Australia’s population hit 25 million in August, much sooner than previous projections laid out. In western Sydney, recent research shows it is growing much faster than the rest of the city.

Its total population of 2.3 million is now collectively bigger than the nations of Fiji, Luxembourg, Iceland, Vanuatu, Samoa, Tonga, Greenland, Lichtenstein and Nauru.

THE MAGIC BULLET

Mr Alexander remains confident that high-speed rail will be rolled out in the near future, ending 45 years of empty promises with the creation of a Sydney “megacity”, stretching from Newcastle to Nowra.

High-speed rail is not a pipe dream, according to Mr Alexander.

 

“The concept of a Sydney megacity with, say, 15 million people can work if you have three or four million in the Newcastle area, 25 minutes from Sydney (via high-speed rail), and a couple of million people in the Gosford and Ourimbah area, just 15 minutes from Homebush (which would be Sydney’s new terminus), and the same with Wollongong,” he said.

“And you’d also look at the Southern Highlands, Goulburn and Nowra, and how many people you can get into there.

“What this all does by spreading the population, through strategic decentralisation, is taking traffic off the roads, giving a pressure-release valve for Sydney, and in turn allowing it to retrofit infrastructure.

“Fundamentally, we need to stop all this ad hoc planning that’s going on across Sydney. We need a national plan for 50 years and beyond.

A NET REWARD

It’s not game, set, match yet for John Alexander’s political career.

Contrary to reports over the past year, the 67-year-old Aussie tennis great says he has not contemplated heading to the back-courts of retirement and would seek preselection to contest the seat of Bennelong at next year’s federal poll.

“I’ve never considered retirement. The greatest fear I’ve got is having nothing to do,” said Mr Alexander, who has just moved his electorate office to Beecroft Rd in Epping, ironically due to development.

The only way is up for the Liberal Party, Mr Alexander says. Picture: Adam Yip

 

“I never would have imagined doing this type of work when I was playing professional tennis, developing sports clubs, doing PR and that sort of thing.

“I thought it was just a case of bringing some good ideas to the table.

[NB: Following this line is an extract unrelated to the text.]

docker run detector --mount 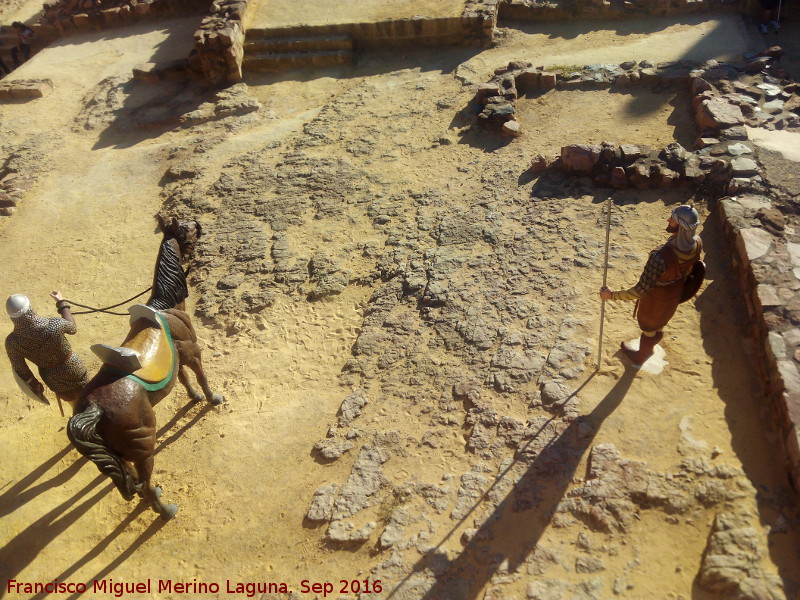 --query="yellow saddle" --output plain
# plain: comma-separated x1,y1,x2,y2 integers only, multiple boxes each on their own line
91,304,175,389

So it took some time to get my head around all the different (government) systems, but it’s very rewarding work.”

“JA” had a five per cent swing against him a year ago at a by-election sparked by the dual citizenship fiasco.

Since then, his government has further imploded with the dumping of Malcolm Turnbull as Prime Minister, and the Liberal Party suffered a humiliating defeat in the Victorian election at the weekend.

Asked whether the Liberals could recover in time for the 2019 federal poll — due in May — he said: “I think we have a good plan for Australia’s future.

 

“(New PM) Scott Morrison is so much more accessible (than Mr Turnbull) to the average person. He’s an average Australian suburban guy who, like all of our Prime Ministers, has a fantastic wife (Jenny).

“He’s inherited a terribly difficult situation, but I think he is someone who many Australians can relate to.”